Ed Balls, the shadow Chancellor, can write his script now. If the deficit-reduction strategy, the rock on which the Coalition is built, has led to even higher borrowing, then what has the pain of the spending cuts been for? If Mr Balls doesn't use the phrase "it's hurting, but it's not working," I will eat my Spurs hat.

And yet appearances can be deceptive. While Labour will see vindication in the OBR's black cloud, in hard times the normal rules of politics do not always apply. The focus groups and opinion polls are telling all the parties the same thing: voters are anxious and want "reassurance", the new buzzword among political strategists.

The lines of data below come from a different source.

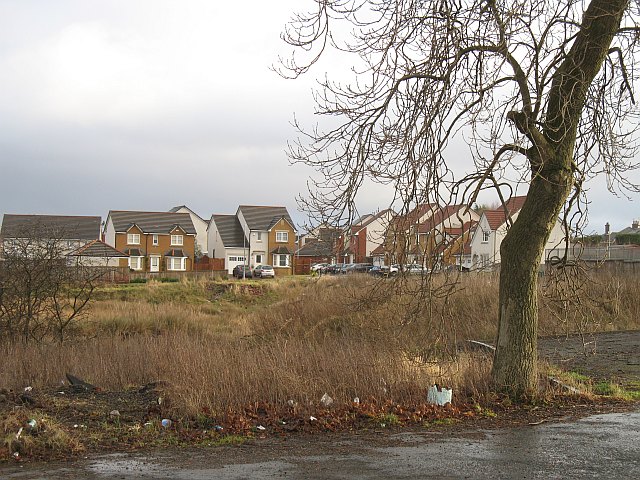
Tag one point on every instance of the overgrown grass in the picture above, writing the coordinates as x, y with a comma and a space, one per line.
221, 344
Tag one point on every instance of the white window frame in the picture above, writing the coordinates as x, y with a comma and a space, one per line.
277, 258
181, 264
139, 263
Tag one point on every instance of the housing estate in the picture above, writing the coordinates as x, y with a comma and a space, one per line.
153, 241
267, 234
492, 228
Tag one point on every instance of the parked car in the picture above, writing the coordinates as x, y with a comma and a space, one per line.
344, 268
319, 267
335, 268
263, 271
416, 269
379, 271
358, 268
237, 271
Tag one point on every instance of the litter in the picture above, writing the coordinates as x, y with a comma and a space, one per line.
79, 384
437, 396
326, 400
166, 423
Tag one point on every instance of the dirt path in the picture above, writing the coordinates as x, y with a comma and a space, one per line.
612, 356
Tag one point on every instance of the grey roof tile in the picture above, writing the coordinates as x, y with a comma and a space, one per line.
151, 222
260, 217
230, 230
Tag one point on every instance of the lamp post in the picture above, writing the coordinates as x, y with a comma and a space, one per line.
244, 250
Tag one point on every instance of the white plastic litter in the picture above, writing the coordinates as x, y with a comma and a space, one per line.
438, 396
326, 400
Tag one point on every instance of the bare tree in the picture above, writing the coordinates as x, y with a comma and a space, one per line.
43, 290
540, 90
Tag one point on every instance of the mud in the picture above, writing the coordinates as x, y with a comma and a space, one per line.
601, 446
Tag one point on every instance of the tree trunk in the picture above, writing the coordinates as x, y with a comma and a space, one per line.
551, 156
516, 358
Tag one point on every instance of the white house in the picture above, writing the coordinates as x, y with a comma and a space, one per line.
266, 226
200, 225
491, 230
226, 239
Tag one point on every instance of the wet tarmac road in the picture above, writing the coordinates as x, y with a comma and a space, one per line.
603, 446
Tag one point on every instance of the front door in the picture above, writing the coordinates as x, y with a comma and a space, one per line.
154, 264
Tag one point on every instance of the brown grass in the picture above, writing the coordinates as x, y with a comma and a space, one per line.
222, 345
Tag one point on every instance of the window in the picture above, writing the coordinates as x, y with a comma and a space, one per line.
136, 263
176, 263
281, 260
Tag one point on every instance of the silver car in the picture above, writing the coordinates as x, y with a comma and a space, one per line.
264, 271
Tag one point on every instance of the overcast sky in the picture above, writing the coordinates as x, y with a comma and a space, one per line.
148, 104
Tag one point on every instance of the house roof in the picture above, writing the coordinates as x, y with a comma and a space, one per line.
439, 215
60, 226
379, 250
281, 250
498, 216
404, 222
152, 222
177, 208
230, 230
260, 217
99, 249
368, 220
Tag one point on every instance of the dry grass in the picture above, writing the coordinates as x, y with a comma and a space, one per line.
222, 345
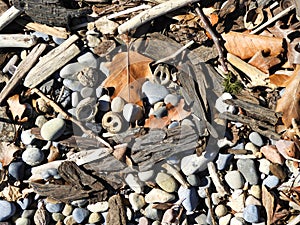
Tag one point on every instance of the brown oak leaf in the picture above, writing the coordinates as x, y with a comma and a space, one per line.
128, 71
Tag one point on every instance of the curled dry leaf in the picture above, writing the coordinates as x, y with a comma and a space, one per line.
128, 71
247, 45
177, 113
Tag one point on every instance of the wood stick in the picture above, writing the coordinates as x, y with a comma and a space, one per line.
152, 13
21, 70
8, 16
52, 61
17, 41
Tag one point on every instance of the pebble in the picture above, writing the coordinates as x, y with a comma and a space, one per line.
16, 170
223, 160
256, 139
251, 214
23, 221
98, 207
80, 214
248, 169
132, 112
234, 179
271, 181
7, 210
191, 198
159, 196
33, 156
137, 201
54, 207
53, 129
154, 92
166, 182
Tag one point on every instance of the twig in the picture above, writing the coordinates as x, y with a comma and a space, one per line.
174, 54
58, 109
278, 16
152, 13
208, 28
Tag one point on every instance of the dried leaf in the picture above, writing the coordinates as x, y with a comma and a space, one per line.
7, 151
177, 113
288, 104
246, 45
127, 74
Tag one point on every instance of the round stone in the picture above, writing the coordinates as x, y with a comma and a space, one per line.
53, 129
7, 210
33, 156
166, 182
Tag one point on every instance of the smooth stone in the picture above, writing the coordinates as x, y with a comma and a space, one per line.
220, 210
23, 221
132, 112
16, 170
223, 160
73, 85
53, 129
80, 214
251, 214
33, 156
54, 207
271, 181
166, 182
193, 180
158, 196
256, 139
172, 99
191, 198
98, 207
70, 70
7, 210
234, 179
248, 169
154, 92
117, 104
137, 201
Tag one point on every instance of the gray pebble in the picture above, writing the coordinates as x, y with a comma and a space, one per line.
256, 139
7, 210
33, 156
53, 129
248, 169
251, 214
80, 214
154, 92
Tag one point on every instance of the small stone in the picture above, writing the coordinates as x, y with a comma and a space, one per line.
95, 218
16, 170
132, 112
248, 169
54, 207
137, 201
117, 104
53, 129
191, 198
220, 210
234, 179
23, 221
256, 139
7, 210
172, 99
33, 156
159, 196
251, 214
166, 182
271, 181
154, 92
80, 214
98, 207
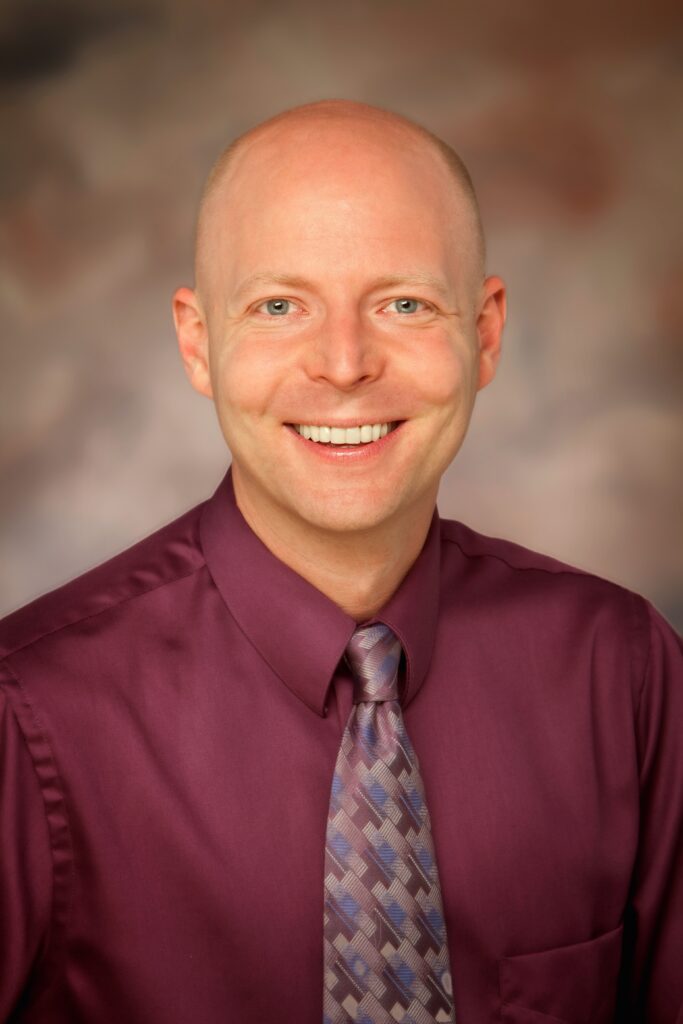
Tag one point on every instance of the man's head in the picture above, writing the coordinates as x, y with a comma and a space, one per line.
340, 284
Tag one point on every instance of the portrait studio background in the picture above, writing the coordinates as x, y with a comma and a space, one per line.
567, 118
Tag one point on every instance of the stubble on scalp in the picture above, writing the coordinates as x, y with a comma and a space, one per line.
342, 111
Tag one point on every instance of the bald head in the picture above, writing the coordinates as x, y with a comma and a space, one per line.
343, 129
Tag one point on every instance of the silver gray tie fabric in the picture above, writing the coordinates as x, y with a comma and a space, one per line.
386, 954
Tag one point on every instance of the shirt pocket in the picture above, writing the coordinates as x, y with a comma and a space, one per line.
573, 984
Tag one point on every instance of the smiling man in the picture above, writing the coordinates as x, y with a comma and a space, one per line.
311, 753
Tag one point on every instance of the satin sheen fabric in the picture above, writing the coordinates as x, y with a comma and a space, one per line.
170, 724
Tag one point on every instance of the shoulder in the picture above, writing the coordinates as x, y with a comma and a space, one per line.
528, 590
170, 554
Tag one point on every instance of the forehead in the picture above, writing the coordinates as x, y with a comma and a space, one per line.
327, 196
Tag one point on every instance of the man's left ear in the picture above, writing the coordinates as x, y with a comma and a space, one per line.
489, 328
190, 327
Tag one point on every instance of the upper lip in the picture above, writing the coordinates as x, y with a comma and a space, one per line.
344, 424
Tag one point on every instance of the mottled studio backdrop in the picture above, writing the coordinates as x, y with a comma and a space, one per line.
569, 118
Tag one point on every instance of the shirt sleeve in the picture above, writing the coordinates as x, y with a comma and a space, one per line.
652, 972
26, 863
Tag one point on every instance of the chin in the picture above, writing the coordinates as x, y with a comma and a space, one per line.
346, 517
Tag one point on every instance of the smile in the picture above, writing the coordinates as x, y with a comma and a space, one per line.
363, 434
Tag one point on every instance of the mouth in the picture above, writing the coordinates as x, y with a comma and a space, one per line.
347, 436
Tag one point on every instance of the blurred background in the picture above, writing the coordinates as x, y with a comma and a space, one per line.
568, 117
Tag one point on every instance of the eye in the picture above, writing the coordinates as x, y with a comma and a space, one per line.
276, 307
407, 305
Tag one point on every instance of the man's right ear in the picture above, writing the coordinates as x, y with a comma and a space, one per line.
190, 327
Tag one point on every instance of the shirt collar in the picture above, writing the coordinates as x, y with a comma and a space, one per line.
297, 630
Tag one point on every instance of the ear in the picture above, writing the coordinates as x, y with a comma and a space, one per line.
489, 328
190, 327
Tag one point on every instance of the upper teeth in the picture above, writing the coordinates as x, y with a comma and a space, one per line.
344, 435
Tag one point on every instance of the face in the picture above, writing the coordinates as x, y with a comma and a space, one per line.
339, 304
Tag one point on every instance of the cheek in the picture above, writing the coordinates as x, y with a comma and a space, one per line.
449, 372
246, 374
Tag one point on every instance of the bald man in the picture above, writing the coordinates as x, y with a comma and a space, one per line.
311, 753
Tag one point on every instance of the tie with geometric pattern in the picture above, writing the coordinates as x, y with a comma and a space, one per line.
386, 954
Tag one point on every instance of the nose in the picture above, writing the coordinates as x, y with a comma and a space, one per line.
344, 354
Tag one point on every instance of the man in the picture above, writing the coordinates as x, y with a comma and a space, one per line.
219, 748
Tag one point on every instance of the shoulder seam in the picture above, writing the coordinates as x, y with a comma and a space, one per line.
93, 614
562, 568
63, 878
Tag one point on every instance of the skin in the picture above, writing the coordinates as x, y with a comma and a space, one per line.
343, 211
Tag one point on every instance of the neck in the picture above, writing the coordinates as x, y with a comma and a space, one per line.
359, 569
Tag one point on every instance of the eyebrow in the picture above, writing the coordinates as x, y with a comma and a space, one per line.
391, 281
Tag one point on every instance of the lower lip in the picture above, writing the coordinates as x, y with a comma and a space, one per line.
348, 453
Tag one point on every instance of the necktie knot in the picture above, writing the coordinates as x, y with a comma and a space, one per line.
374, 653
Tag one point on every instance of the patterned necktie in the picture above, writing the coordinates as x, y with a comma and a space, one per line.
386, 955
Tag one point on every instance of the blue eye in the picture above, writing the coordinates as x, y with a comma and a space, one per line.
278, 307
406, 305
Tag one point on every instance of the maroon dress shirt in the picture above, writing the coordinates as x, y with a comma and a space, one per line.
170, 725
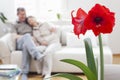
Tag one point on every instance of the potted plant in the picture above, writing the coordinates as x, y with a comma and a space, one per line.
101, 21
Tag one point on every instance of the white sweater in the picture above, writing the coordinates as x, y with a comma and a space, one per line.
42, 33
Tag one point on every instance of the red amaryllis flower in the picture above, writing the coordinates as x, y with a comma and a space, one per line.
78, 22
100, 20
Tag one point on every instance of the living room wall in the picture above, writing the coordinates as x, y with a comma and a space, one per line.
8, 8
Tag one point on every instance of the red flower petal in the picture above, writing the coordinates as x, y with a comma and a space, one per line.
100, 20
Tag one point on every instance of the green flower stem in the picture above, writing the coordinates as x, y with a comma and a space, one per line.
101, 58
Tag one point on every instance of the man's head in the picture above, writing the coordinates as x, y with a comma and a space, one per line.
21, 13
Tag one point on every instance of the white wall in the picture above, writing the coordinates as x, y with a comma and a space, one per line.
114, 38
7, 7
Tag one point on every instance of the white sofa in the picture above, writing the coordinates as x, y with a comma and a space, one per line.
9, 55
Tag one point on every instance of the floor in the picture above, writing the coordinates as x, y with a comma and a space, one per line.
116, 60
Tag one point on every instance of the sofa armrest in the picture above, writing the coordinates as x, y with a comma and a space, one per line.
4, 49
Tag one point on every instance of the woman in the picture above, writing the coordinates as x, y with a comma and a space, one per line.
45, 35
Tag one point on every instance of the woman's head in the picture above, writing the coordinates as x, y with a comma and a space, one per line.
31, 21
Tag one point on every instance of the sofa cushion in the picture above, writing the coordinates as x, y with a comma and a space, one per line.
11, 41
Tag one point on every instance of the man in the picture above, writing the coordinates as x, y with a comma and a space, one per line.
24, 42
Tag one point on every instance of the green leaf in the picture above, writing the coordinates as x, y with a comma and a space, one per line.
89, 74
2, 19
68, 76
90, 57
3, 16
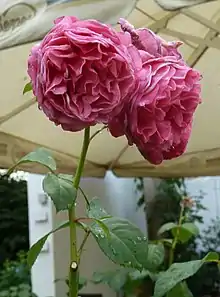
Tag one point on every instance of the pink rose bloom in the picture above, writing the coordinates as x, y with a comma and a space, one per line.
81, 73
146, 40
158, 116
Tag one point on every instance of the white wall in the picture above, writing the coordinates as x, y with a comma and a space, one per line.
119, 199
40, 223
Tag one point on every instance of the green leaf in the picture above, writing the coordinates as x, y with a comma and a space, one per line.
95, 210
37, 247
166, 227
180, 290
27, 88
155, 257
114, 279
167, 241
139, 275
60, 190
185, 232
40, 156
126, 245
82, 282
177, 273
211, 257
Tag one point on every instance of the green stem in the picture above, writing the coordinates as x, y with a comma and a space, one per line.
74, 274
175, 240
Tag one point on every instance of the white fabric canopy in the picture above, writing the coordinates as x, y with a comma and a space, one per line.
23, 127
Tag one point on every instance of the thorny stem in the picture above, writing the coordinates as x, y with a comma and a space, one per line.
74, 273
84, 196
175, 240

So while Labour's economic argument may gain strength next week, there is no guarantee they will reap a political benefit. Voters are not listening to Labour: many believe the previous Government is largely responsible for the state we're in. Ed Miliband's internal critics grumble that he is spending too much time debating the future of capitalism and not enough on regaining Labour's economic credibility. The public, while not liking many specific cuts, accepts that the Coalition's core purpose of tackling the deficit is right.

Labour needs to tread carefully. That is why Mr Miliband is resisting the temptation to scream "we told you so" over the OBR figures, which wouldn't impress anyone in the real world. He tried a more subtle approach in a speech on Thursday, recognising why many had supported the Coalition's deficit-reduction plan last year but asking them to take a fresh look at it now.

The Labour leader is also aware that the state of the economy is not going to improve for years. It is not just Mr Osborne's economic strategy that will be blown out of the water by the OBR forecasts. His political strategy, as the man charged with winning the 2015 general election, will also be detonated. By then, his plan was for the pain to have been replaced by the sunny uplands. Next week's forecasts will tell us that the election will be fought in an age of austerity.

This has enormous implications for all parties. Mr Miliband grasps that Labour will need a plan to clear the remaining deficit, not to spend more on schools and hospitals. Some of Labour's wiser heads realise that voters might be tempted to "hold on to nurse" for fear of something worse under Labour, and allow Cameron-Osborne to "finish the job".

In the short term, the pressure will be on Mr Osborne. Both the International Monetary Fund and the Organisation for Economic Co-operation and Development, while backing the Chancellor's approach, have hinted previously that he has room to slow his cuts programme to secure growth. Their next musings will be interesting, and may well amount to a call for a Plan B.

No doubt Mr Osborne would ignore such advice. If he introduced 25 changes of policy, he would still be calling it Plan A rather than Plan Z in order to keep the financial markets sweet. On top of the housing and young jobless measures, Tuesday will bring more steps towards Plan B, such as the state lending money to firms and higher spending on infrastructure projects. "Plan A-plus sounds better to me than Plan A," one Cameron aide smiled.